Legend has it, that John D. Rockefeller was getting his shoe shined by a little boy just before the Great Depression. While his expensive shoes were being polished, the little boy kept blabbering on about all the stocks Rockefeller should buy.
It was at this exact moment Rockefeller realized he had to get out of the stock market. When your shoeshiner talks more about stocks than the weather, it’s time to bail.
After his shoes were shining like mirrors, he immediately sold his stocks. As a result of his swift action, most of his fortune survived the Great Depression.
He correctly reasoned that there must be a bubble going on. If even your shoe shining boy is obsessed with the stock market and discussing it like it's more important than anything else going on, there must be a bubble.
The same is happening with AI right now. We've got a whole lot of shoe shiners who suddenly became AI experts overnight.

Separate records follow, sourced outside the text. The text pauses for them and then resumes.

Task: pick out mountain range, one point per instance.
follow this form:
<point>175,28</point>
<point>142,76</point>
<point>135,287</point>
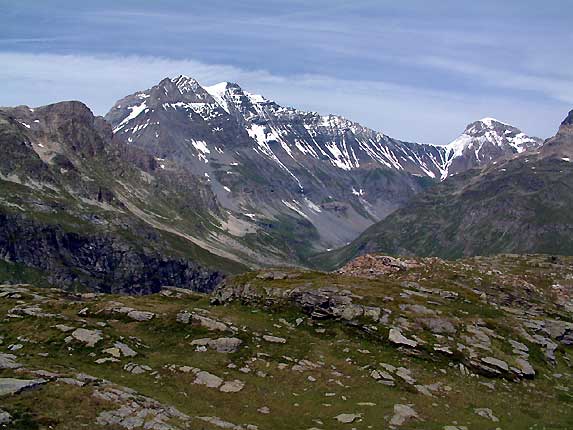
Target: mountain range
<point>181,184</point>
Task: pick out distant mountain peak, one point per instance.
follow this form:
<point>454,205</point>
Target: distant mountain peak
<point>482,142</point>
<point>569,120</point>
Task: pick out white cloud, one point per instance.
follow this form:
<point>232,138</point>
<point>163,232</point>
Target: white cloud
<point>405,112</point>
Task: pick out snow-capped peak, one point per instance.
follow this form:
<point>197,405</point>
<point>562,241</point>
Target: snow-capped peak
<point>185,84</point>
<point>490,122</point>
<point>219,91</point>
<point>483,141</point>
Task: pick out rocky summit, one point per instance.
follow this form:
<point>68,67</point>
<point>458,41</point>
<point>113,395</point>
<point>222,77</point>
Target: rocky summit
<point>417,343</point>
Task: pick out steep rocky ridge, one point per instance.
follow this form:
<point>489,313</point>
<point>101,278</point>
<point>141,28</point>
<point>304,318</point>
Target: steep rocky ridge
<point>290,182</point>
<point>66,207</point>
<point>522,204</point>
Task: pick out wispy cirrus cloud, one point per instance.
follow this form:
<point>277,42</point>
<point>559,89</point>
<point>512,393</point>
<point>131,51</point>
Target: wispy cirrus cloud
<point>402,111</point>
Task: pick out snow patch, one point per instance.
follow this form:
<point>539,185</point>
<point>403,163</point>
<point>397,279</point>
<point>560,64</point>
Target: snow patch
<point>135,112</point>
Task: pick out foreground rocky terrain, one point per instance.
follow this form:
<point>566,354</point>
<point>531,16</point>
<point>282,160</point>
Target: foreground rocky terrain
<point>421,343</point>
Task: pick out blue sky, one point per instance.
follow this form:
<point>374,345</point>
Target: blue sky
<point>417,70</point>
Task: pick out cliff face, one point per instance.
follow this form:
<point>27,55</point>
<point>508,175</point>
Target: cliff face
<point>102,262</point>
<point>67,208</point>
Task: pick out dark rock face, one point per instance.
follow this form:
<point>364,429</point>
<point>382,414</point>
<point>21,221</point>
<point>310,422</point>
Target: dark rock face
<point>100,262</point>
<point>67,207</point>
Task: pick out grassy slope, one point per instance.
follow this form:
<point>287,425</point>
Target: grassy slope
<point>526,206</point>
<point>294,400</point>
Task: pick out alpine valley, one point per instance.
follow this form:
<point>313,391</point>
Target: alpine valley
<point>206,181</point>
<point>204,258</point>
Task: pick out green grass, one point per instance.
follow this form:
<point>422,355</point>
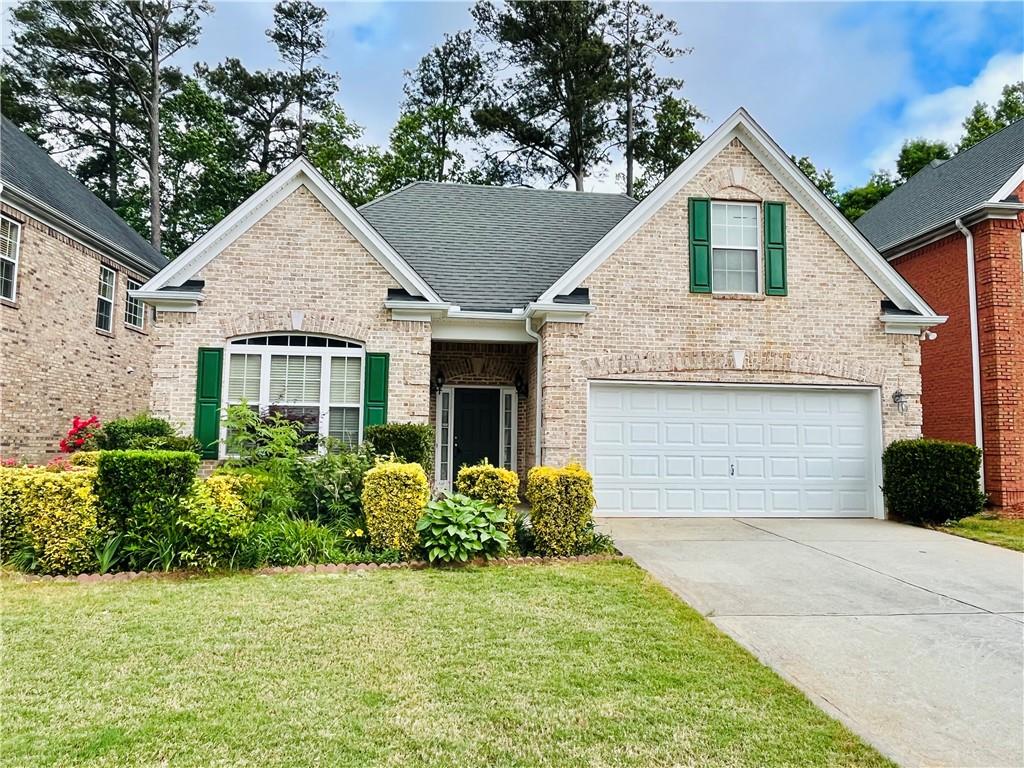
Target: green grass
<point>998,530</point>
<point>586,665</point>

It's pretty obvious we are in a big bubble, with CEOs trying up to hype up the bubble further with ridiculous claims like “Developers being replaced by AI”, or “X% of all their work being done by AI”, or “AGI will happen in a few years.”
Now, the question to ask becomes:
Will the bubble pop OR will AI accelerate so fast it becomes great before the bubble can pop?
Time will tell. But until then, please remember Rockefeller.
When all the shoe shiners are giving you AI advice, that's the moment we're all in deep trouble.
Listen to the shoe shiners to determine the size of the bubble, but don't pay attention to their advice on AI.
Great analogy
That's a great wake-up-and-smell-the-coffee story. Thanks!